Geologist And Environmental Scientist


What makes academic style writing enjoyable for you?

The structure of academic writing actually makes it quite a bit easier than fiction, at least for me. As an analogy, when I paint a room, the success lies in the preparation, the taping, the sanding and making sure that everything is covered as it should be. The actual painting is the easy part. In the same way, while the research can be strenuous, the actual writing is usually straightforward.


From a completely different perspective, I enjoy stretching my knowledge base and I enjoy reading. The combination is a natural fit for academic writing. I get the chance to explore a new topic and can provide a service at the same time.

Where do you write? What is the physical setup?

There is a scene I recall from a Sherlock Holmes novel in which his housekeeper dusted his apartment. When he returned, he was quite angry with her because he used the depth of the dust on various items to know how long they had been sitting in a particular place. She had basically wiped out his hard drive. My physical writing space is a far cry from that method, but I do not mind a certain amount of chaos as I tend to work on many projects simultaneously, so I keep the resources opened and available. When I am writing assignments, my most important tool is my reliable paper calendar that ensures I am aware of deadlines.
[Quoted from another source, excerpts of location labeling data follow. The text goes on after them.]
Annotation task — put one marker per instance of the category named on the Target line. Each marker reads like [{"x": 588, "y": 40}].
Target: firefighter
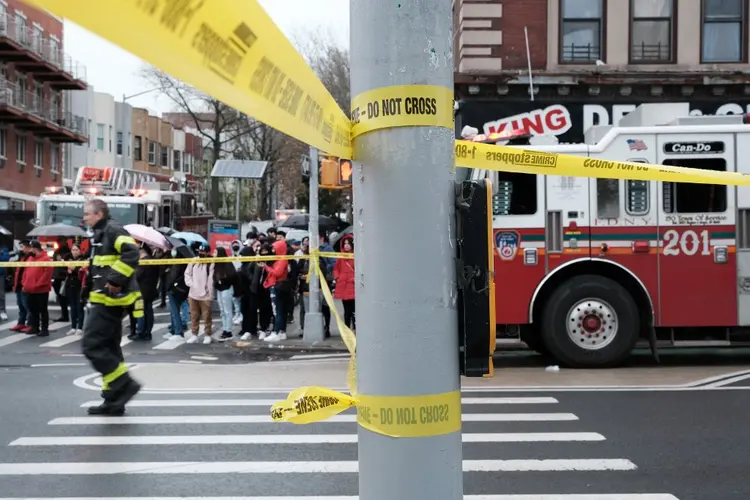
[{"x": 112, "y": 292}]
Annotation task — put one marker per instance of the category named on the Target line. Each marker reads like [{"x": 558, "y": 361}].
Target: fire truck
[
  {"x": 133, "y": 197},
  {"x": 588, "y": 268}
]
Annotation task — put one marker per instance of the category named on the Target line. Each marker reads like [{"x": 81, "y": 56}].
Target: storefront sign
[{"x": 568, "y": 121}]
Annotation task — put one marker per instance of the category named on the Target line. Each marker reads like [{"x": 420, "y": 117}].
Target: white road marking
[
  {"x": 320, "y": 467},
  {"x": 62, "y": 341},
  {"x": 562, "y": 496},
  {"x": 532, "y": 437},
  {"x": 259, "y": 419},
  {"x": 157, "y": 403}
]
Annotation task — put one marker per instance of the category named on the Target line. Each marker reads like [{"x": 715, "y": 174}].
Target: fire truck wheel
[{"x": 590, "y": 321}]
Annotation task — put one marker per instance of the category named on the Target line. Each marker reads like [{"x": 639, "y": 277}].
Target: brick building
[
  {"x": 593, "y": 61},
  {"x": 35, "y": 122}
]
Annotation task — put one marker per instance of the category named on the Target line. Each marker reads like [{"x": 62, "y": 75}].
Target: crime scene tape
[
  {"x": 394, "y": 416},
  {"x": 228, "y": 49},
  {"x": 402, "y": 106},
  {"x": 511, "y": 159},
  {"x": 172, "y": 262}
]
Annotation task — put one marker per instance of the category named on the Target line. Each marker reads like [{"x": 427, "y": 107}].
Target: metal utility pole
[
  {"x": 313, "y": 317},
  {"x": 405, "y": 271}
]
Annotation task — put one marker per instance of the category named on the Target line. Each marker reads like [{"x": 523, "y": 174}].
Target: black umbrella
[
  {"x": 58, "y": 230},
  {"x": 183, "y": 251},
  {"x": 302, "y": 221}
]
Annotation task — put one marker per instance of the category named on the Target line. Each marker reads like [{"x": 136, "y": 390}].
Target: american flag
[{"x": 636, "y": 145}]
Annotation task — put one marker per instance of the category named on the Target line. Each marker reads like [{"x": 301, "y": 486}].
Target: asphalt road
[{"x": 681, "y": 444}]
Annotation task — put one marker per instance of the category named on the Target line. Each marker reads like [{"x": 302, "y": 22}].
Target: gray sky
[{"x": 115, "y": 71}]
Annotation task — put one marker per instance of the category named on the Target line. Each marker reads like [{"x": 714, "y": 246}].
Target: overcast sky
[{"x": 115, "y": 71}]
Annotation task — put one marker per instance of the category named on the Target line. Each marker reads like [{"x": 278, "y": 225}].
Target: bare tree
[{"x": 219, "y": 125}]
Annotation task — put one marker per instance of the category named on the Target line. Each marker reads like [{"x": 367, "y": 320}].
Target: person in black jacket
[
  {"x": 111, "y": 289},
  {"x": 148, "y": 280}
]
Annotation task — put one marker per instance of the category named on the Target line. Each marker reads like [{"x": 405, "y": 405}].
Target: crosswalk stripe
[
  {"x": 68, "y": 339},
  {"x": 561, "y": 496},
  {"x": 260, "y": 419},
  {"x": 168, "y": 403},
  {"x": 531, "y": 437},
  {"x": 319, "y": 467}
]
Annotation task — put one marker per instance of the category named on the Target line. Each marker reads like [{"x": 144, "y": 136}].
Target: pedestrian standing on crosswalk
[
  {"x": 113, "y": 290},
  {"x": 37, "y": 284},
  {"x": 23, "y": 324}
]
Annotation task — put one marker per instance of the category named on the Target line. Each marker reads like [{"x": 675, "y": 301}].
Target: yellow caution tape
[
  {"x": 402, "y": 106},
  {"x": 511, "y": 159},
  {"x": 173, "y": 262},
  {"x": 228, "y": 49}
]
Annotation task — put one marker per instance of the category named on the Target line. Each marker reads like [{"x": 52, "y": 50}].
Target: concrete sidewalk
[{"x": 287, "y": 375}]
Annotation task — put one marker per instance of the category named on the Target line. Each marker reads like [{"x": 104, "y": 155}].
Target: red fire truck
[
  {"x": 586, "y": 268},
  {"x": 133, "y": 197}
]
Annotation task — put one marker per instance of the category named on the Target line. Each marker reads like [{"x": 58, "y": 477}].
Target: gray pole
[
  {"x": 313, "y": 317},
  {"x": 405, "y": 280}
]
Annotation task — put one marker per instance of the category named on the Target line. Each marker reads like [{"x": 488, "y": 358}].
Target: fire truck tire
[{"x": 590, "y": 321}]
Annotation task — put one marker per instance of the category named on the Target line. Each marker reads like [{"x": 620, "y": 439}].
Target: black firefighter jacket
[{"x": 114, "y": 260}]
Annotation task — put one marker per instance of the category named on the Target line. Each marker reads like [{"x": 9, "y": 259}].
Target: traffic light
[
  {"x": 345, "y": 173},
  {"x": 475, "y": 266}
]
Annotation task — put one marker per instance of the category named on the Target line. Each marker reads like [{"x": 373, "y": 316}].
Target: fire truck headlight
[
  {"x": 721, "y": 255},
  {"x": 529, "y": 256}
]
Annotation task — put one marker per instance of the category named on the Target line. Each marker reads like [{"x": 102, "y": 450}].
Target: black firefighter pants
[{"x": 102, "y": 334}]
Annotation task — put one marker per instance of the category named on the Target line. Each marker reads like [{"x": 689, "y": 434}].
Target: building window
[
  {"x": 723, "y": 31},
  {"x": 581, "y": 31},
  {"x": 38, "y": 154},
  {"x": 165, "y": 156},
  {"x": 100, "y": 136},
  {"x": 54, "y": 158},
  {"x": 651, "y": 31},
  {"x": 21, "y": 149}
]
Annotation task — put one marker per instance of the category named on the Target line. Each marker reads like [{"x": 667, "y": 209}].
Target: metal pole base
[{"x": 313, "y": 327}]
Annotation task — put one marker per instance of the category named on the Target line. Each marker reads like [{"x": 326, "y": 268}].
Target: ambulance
[
  {"x": 588, "y": 268},
  {"x": 133, "y": 197}
]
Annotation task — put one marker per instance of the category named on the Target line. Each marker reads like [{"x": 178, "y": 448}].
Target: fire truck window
[
  {"x": 636, "y": 194},
  {"x": 608, "y": 198},
  {"x": 684, "y": 198},
  {"x": 516, "y": 194}
]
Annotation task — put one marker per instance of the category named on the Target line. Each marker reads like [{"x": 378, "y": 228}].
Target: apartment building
[
  {"x": 161, "y": 148},
  {"x": 35, "y": 122},
  {"x": 593, "y": 61},
  {"x": 109, "y": 132}
]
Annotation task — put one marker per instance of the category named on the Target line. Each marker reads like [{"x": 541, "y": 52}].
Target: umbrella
[
  {"x": 62, "y": 230},
  {"x": 302, "y": 221},
  {"x": 148, "y": 235},
  {"x": 190, "y": 237},
  {"x": 349, "y": 231}
]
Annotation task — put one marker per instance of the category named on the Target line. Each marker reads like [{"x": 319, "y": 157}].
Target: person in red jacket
[
  {"x": 37, "y": 283},
  {"x": 343, "y": 273},
  {"x": 277, "y": 273}
]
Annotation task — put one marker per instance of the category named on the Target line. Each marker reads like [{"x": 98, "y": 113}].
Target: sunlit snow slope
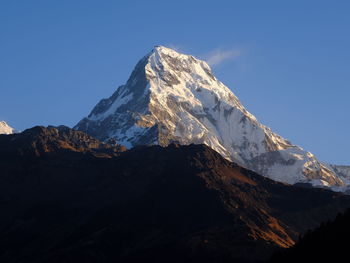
[
  {"x": 172, "y": 97},
  {"x": 5, "y": 128}
]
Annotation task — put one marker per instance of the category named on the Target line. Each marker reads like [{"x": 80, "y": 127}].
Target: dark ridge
[
  {"x": 67, "y": 197},
  {"x": 328, "y": 243}
]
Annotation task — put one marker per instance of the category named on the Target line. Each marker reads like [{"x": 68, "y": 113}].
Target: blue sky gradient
[{"x": 287, "y": 61}]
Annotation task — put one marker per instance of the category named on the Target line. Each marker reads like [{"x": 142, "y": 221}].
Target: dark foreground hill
[
  {"x": 327, "y": 243},
  {"x": 66, "y": 197}
]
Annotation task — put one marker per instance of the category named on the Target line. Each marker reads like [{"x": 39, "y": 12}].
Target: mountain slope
[
  {"x": 327, "y": 243},
  {"x": 5, "y": 128},
  {"x": 172, "y": 97},
  {"x": 173, "y": 204}
]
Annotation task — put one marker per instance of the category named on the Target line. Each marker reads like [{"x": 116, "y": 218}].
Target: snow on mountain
[
  {"x": 172, "y": 97},
  {"x": 5, "y": 128}
]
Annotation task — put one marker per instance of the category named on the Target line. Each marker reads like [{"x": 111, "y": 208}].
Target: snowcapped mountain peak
[
  {"x": 5, "y": 128},
  {"x": 173, "y": 97}
]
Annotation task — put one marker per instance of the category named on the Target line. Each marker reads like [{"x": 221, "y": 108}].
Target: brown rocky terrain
[{"x": 67, "y": 197}]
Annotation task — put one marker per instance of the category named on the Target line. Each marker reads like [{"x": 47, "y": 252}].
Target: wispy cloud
[{"x": 217, "y": 56}]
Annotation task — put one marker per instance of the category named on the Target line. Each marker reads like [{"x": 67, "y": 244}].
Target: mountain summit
[
  {"x": 173, "y": 97},
  {"x": 5, "y": 128}
]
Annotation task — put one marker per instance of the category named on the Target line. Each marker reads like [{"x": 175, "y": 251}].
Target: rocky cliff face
[{"x": 172, "y": 97}]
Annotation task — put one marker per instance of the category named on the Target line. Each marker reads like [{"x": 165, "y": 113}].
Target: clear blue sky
[{"x": 287, "y": 61}]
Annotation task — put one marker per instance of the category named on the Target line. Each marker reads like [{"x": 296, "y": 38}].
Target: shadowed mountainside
[
  {"x": 327, "y": 243},
  {"x": 66, "y": 197}
]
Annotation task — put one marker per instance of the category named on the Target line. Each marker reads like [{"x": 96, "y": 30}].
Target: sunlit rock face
[{"x": 172, "y": 97}]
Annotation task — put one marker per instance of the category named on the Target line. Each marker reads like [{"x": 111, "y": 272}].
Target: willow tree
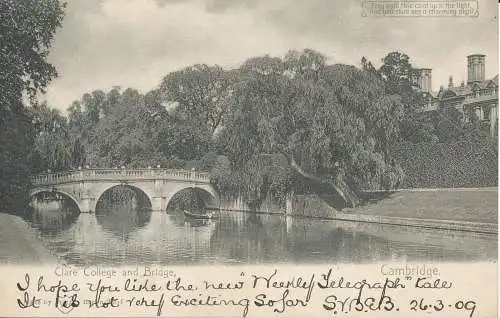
[
  {"x": 298, "y": 124},
  {"x": 27, "y": 29}
]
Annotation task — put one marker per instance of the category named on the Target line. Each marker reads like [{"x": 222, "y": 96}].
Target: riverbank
[{"x": 20, "y": 244}]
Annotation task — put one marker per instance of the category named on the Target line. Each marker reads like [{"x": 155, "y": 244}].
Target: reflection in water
[
  {"x": 51, "y": 214},
  {"x": 236, "y": 238},
  {"x": 122, "y": 210}
]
I also keep my guitars nearby which allows me to take periodic breaks and flip on the recorder to capture a little burst of musical expression. In addition, I am one of those people that must have a background distraction. As a result, I generally leave my little television running in the background.

With what topics are you particularly comfortable?

Without question, my foundation is science and technology. I have been a professional scientist for over twenty-five years, working as a geologist and environmental scientist. Concurrently, I have maintained a strong interest in emerging technologies. As a result of this foundation, I have kept abreast of almost all emerging technologies, ranging from the "mundane," for example radio frequency identification tags, to the extraordinary such as bioengineering and nanotechnology. However, as my career has progressed, I have also had the opportunity to observe how technology interacts with organizations and society. This interest has provided me an avenue to study organizational management, social networks, human-computer interfacing and a plethora of other related, and not-so-related topics. In the not-so-related category, my interests range from the impacts of religion on society to the ethics of building androids.


It might be worthwhile to provide a list of topics with which I am not as comfortable. Because I grew up reading science fiction, I do not have a good grasp of literary topics such as classic novels. I am marginally comfortable with historical topics, although I enjoy gaining the new insights afforded by developing a document on such a topic.

What has prepared you for this type of work?

For most of my professional career, I have been involved with the development of documents and presentations to present technical material to a variety of audiences. In 2004 and 2005, I returned to school and earned my Masters degree online. The online environment requires copious amounts of both academic and conversational writing. For eighteen months, I produced at least fifteen pages of academic writing each week.


I will also confess that I really enjoy writing. A colleague once described me by saying, "Why use fifty words when five hundred will do!" The opportunity to combine something I enjoy doing with the opportunity to expand my knowledge base, and of course, the opportunity to be rewarded for those efforts seems like a mutually beneficial path for all.